Evelyn Savage-Henders décède en 1938 et elle laisse la Maison Joseph-Bélisle en héritage à son époux Robert. Ce dernier vend la maison pour la somme d’un dollar, le 6 novembre 1953 à une amie, madame Nita-Blanche Whiteside, épouse de William Cook, résidents de Notre Dame de Grâce, dans la banlieue montréalaise.

Blanche Whiteside et William Cook ont deux enfants, Margaret et John, qu’ils amènent régulièrement au Lake’s look out, comme ils appellent leur résidence de campagne du Lac Paquin à Val-David. Margaret Cook, épouse de Frank Webster, hérite du domaine de sa mère Nita Blanche, le 13 septembre 1977.

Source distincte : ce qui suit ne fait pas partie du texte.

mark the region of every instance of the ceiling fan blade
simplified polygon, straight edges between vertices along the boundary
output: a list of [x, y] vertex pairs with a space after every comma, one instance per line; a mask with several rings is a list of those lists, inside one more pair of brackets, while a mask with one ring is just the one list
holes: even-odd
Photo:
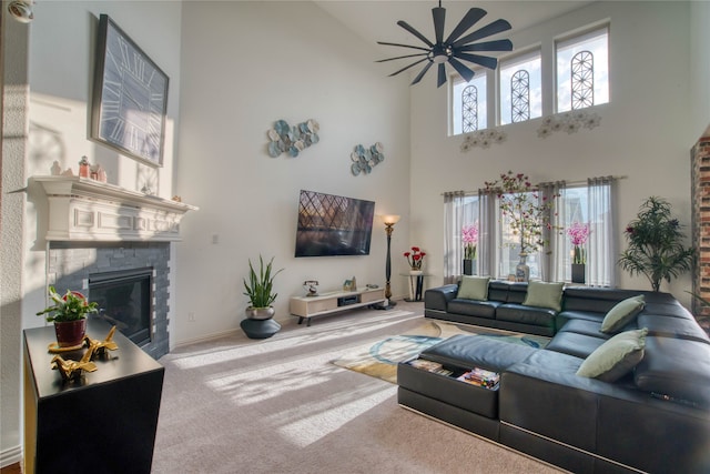
[[486, 10], [483, 10], [480, 8], [471, 8], [470, 10], [468, 10], [468, 13], [466, 13], [466, 16], [462, 18], [462, 21], [458, 22], [456, 28], [454, 28], [454, 31], [452, 31], [452, 34], [448, 36], [446, 42], [450, 44], [456, 41], [458, 37], [464, 34], [466, 30], [476, 24], [478, 20], [480, 20], [485, 16]]
[[427, 60], [427, 59], [426, 59], [426, 58], [424, 58], [424, 59], [420, 59], [420, 60], [418, 60], [418, 61], [414, 61], [412, 64], [409, 64], [409, 65], [405, 65], [405, 67], [404, 67], [404, 68], [402, 68], [400, 70], [398, 70], [398, 71], [396, 71], [396, 72], [393, 72], [392, 74], [389, 74], [389, 77], [392, 78], [393, 75], [397, 75], [398, 73], [400, 73], [400, 72], [403, 72], [403, 71], [406, 71], [407, 69], [413, 68], [413, 67], [417, 65], [418, 63], [424, 62], [424, 61], [426, 61], [426, 60]]
[[456, 69], [456, 72], [462, 74], [462, 78], [464, 78], [466, 82], [469, 82], [471, 79], [474, 79], [474, 71], [468, 69], [468, 67], [463, 62], [457, 61], [455, 58], [449, 58], [448, 62], [454, 67], [454, 69]]
[[400, 43], [388, 43], [386, 41], [377, 41], [377, 44], [384, 44], [386, 47], [400, 47], [400, 48], [418, 49], [420, 51], [429, 51], [429, 48], [413, 47], [413, 46], [409, 46], [409, 44], [400, 44]]
[[[480, 64], [484, 68], [496, 69], [498, 65], [498, 60], [496, 58], [490, 58], [488, 56], [479, 56], [479, 54], [468, 54], [466, 52], [459, 52], [454, 54], [458, 59], [463, 59], [465, 61], [474, 62], [476, 64]], [[449, 62], [453, 58], [449, 58]], [[459, 72], [460, 74], [460, 72]], [[464, 75], [464, 74], [462, 74]]]
[[440, 88], [442, 85], [444, 85], [446, 83], [446, 67], [445, 67], [445, 62], [440, 62], [439, 63], [439, 77], [438, 80], [436, 81], [436, 87]]
[[426, 71], [428, 71], [432, 68], [432, 64], [434, 64], [434, 62], [429, 61], [428, 64], [426, 64], [424, 68], [422, 68], [422, 71], [419, 71], [417, 77], [414, 78], [414, 81], [412, 81], [412, 83], [409, 85], [414, 85], [414, 84], [418, 83], [422, 80], [422, 78], [424, 78], [424, 74], [426, 74]]
[[481, 38], [486, 38], [489, 37], [491, 34], [496, 34], [499, 33], [501, 31], [507, 31], [510, 28], [510, 23], [508, 23], [506, 20], [496, 20], [493, 23], [489, 23], [487, 26], [485, 26], [484, 28], [474, 31], [470, 34], [466, 34], [464, 38], [457, 40], [454, 42], [454, 48], [458, 48], [463, 44], [468, 44], [471, 41], [476, 41], [479, 40]]
[[513, 51], [510, 40], [484, 41], [483, 43], [466, 44], [457, 48], [458, 51]]
[[417, 30], [415, 30], [409, 23], [407, 23], [406, 21], [399, 20], [397, 21], [397, 24], [400, 26], [402, 28], [404, 28], [405, 30], [407, 30], [408, 32], [410, 32], [412, 34], [414, 34], [415, 37], [417, 37], [418, 39], [420, 39], [422, 41], [424, 41], [425, 44], [427, 44], [429, 48], [434, 47], [434, 44], [432, 43], [432, 41], [427, 40], [424, 34], [422, 34], [420, 32], [418, 32]]
[[446, 20], [446, 9], [442, 7], [435, 7], [432, 9], [432, 17], [434, 17], [434, 32], [436, 34], [436, 42], [444, 41], [444, 21]]
[[426, 52], [420, 52], [418, 54], [407, 54], [407, 56], [398, 56], [396, 58], [378, 59], [375, 62], [387, 62], [387, 61], [394, 61], [395, 59], [416, 58], [417, 56], [427, 56], [427, 54], [428, 53], [426, 53]]

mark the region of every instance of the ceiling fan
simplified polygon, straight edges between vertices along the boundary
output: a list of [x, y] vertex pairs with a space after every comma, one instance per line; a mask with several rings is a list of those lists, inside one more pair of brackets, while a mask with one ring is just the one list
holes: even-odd
[[429, 41], [424, 34], [415, 30], [409, 23], [406, 21], [399, 20], [397, 24], [417, 37], [422, 40], [427, 48], [424, 47], [415, 47], [409, 44], [400, 44], [400, 43], [390, 43], [385, 41], [377, 41], [377, 44], [385, 44], [392, 47], [400, 47], [400, 48], [409, 48], [416, 49], [425, 52], [416, 53], [416, 54], [407, 54], [407, 56], [398, 56], [396, 58], [381, 59], [375, 62], [386, 62], [394, 61], [397, 59], [405, 58], [416, 58], [424, 57], [412, 64], [402, 68], [400, 70], [393, 72], [389, 74], [396, 75], [403, 71], [406, 71], [409, 68], [413, 68], [424, 61], [427, 63], [424, 65], [422, 71], [414, 78], [412, 81], [412, 85], [416, 84], [424, 78], [424, 74], [432, 68], [434, 64], [438, 64], [438, 81], [437, 87], [442, 87], [446, 83], [446, 63], [448, 62], [452, 67], [466, 80], [466, 82], [470, 81], [474, 78], [474, 71], [464, 64], [462, 61], [473, 62], [475, 64], [483, 65], [488, 69], [496, 69], [498, 65], [498, 60], [496, 58], [491, 58], [488, 56], [480, 54], [471, 54], [471, 51], [511, 51], [513, 43], [510, 40], [493, 40], [493, 41], [483, 41], [476, 43], [476, 41], [490, 37], [493, 34], [499, 33], [501, 31], [509, 30], [510, 23], [506, 20], [496, 20], [491, 23], [486, 24], [478, 30], [468, 33], [468, 31], [474, 24], [476, 24], [480, 19], [483, 19], [486, 14], [486, 10], [480, 8], [471, 8], [468, 10], [466, 16], [458, 22], [456, 28], [449, 33], [448, 38], [444, 40], [444, 21], [446, 19], [446, 9], [442, 8], [442, 0], [439, 0], [439, 6], [432, 9], [432, 16], [434, 17], [434, 33], [436, 37], [436, 42]]

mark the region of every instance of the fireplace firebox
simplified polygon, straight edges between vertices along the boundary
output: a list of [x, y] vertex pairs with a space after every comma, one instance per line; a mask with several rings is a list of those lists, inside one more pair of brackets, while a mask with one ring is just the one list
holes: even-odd
[[99, 304], [99, 317], [139, 346], [152, 340], [152, 278], [151, 268], [89, 275], [89, 292]]

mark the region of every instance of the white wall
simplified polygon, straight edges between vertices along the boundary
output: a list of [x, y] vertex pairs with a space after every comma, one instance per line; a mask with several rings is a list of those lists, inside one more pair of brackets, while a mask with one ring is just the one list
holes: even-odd
[[[182, 27], [178, 193], [200, 211], [183, 220], [171, 342], [239, 330], [247, 260], [275, 258], [276, 320], [305, 280], [320, 290], [385, 283], [386, 236], [375, 222], [367, 256], [295, 259], [301, 189], [366, 199], [399, 213], [393, 294], [403, 295], [409, 244], [409, 91], [376, 68], [377, 52], [311, 2], [187, 2]], [[266, 152], [276, 120], [315, 119], [321, 141], [297, 158]], [[351, 173], [356, 144], [385, 147], [368, 175]], [[216, 236], [219, 243], [212, 243]], [[194, 314], [194, 322], [189, 314]]]
[[[622, 226], [646, 198], [660, 195], [690, 235], [689, 149], [699, 128], [690, 115], [689, 11], [681, 2], [598, 2], [510, 37], [516, 48], [540, 41], [545, 47], [557, 36], [610, 19], [611, 102], [595, 108], [600, 127], [575, 134], [538, 138], [537, 119], [505, 127], [503, 144], [462, 153], [463, 137], [447, 137], [446, 88], [436, 89], [436, 74], [428, 74], [412, 89], [412, 239], [433, 249], [433, 262], [442, 262], [440, 194], [475, 191], [508, 170], [534, 182], [627, 177], [619, 182]], [[442, 282], [443, 265], [430, 269]], [[620, 283], [650, 290], [645, 279], [627, 273], [620, 273]], [[683, 290], [689, 289], [689, 275], [662, 286], [681, 301], [688, 301]]]
[[710, 134], [710, 2], [690, 3], [690, 84], [692, 123], [698, 137]]

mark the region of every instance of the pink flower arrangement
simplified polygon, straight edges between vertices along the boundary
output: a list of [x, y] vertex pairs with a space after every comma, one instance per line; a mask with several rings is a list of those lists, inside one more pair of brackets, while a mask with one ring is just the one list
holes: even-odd
[[585, 245], [587, 239], [589, 239], [589, 225], [574, 222], [567, 229], [567, 235], [569, 235], [569, 240], [575, 246], [572, 263], [587, 263], [587, 252], [582, 245]]
[[462, 228], [462, 241], [464, 242], [464, 259], [474, 260], [478, 245], [478, 222]]
[[404, 256], [407, 259], [407, 263], [409, 263], [412, 270], [422, 270], [422, 263], [424, 263], [425, 255], [426, 253], [422, 252], [418, 246], [413, 246], [412, 252], [404, 253]]

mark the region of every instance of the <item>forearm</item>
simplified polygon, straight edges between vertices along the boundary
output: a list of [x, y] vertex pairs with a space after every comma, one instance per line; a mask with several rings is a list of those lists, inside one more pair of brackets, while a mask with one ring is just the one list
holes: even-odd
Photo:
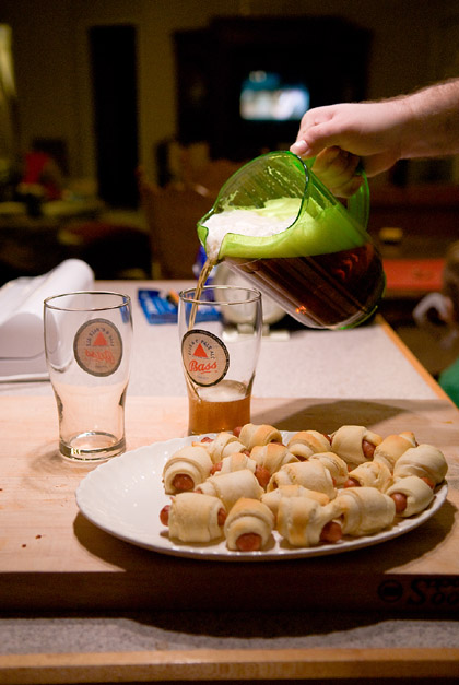
[[459, 153], [459, 79], [403, 96], [398, 105], [404, 110], [401, 158]]

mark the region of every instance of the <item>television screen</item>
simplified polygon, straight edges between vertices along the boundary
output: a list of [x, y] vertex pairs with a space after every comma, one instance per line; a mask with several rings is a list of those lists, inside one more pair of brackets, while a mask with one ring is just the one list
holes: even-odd
[[309, 90], [278, 73], [250, 71], [240, 87], [239, 114], [245, 121], [299, 121], [309, 108]]

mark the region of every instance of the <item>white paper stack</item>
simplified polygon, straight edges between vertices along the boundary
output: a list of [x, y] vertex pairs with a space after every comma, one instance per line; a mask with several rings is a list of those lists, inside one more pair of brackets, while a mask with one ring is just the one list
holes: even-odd
[[94, 273], [80, 259], [67, 259], [36, 277], [0, 288], [0, 380], [46, 378], [43, 303], [46, 297], [92, 290]]

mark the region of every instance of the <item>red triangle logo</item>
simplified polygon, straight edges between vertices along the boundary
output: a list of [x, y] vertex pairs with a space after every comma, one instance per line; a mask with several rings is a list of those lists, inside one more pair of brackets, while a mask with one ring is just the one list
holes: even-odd
[[94, 347], [106, 347], [107, 346], [107, 339], [105, 338], [104, 333], [102, 331], [99, 331], [93, 342], [93, 346]]
[[199, 345], [197, 346], [197, 349], [193, 352], [193, 356], [195, 357], [207, 357], [207, 353], [205, 350], [203, 349], [203, 346], [201, 345], [201, 343], [199, 343]]

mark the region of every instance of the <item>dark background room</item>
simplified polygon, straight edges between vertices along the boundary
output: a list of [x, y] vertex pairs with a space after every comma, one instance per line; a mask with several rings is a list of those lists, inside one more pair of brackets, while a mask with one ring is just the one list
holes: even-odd
[[[459, 0], [2, 0], [0, 28], [0, 285], [69, 257], [103, 280], [193, 277], [196, 221], [302, 110], [459, 74]], [[55, 194], [24, 176], [31, 153]], [[384, 257], [443, 257], [458, 180], [457, 157], [370, 179]], [[382, 312], [417, 354], [414, 304]]]

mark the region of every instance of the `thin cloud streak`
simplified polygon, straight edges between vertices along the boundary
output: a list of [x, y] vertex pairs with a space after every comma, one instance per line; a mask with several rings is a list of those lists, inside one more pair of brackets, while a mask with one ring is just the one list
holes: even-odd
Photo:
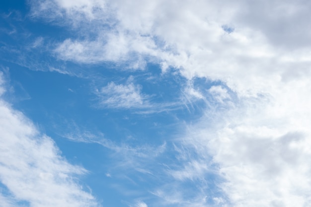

Margaret nous rappelle que depuis l’âge d’un an, en 1918, ses parents l’amènent régulièrement au Lake’s look out de la tante Evelyn et de l’oncle Bob. Les deux fils de madame et monsieur Webster, Bruce et Murray, qui souhaitent perpétuer la tradition familiale, fréquentent de façon assidue la Maison Joseph-Bélisle du Lac Paquin avec leurs enfants.

En 2004, Claude Proulx achète la maison dans le but de lui assurer une rénovation digne de sa noblesse patrimoniale. Les travaux seront énormes et les coûts très élevés, il préfère la passer, cette même année, à un citoyen dont la confiance ne peut ternir ses objectifs de préservation. Monsieur Réjean Paquin né au Lac Paquin, devient le nouveau propriétaire de cette belle maison ancestrale et procède jusqu’en 2009 à des réparations et des rénovations d’importance capitale afin d’anoblir le bâtiment.

La Maison Joseph-Bélisle fait partie du patrimoine architectural de Val-David. Il s’agit bien ici, de la plus ancienne Maison qu’il nous est donné de reconnaître comme telle sur notre territoire.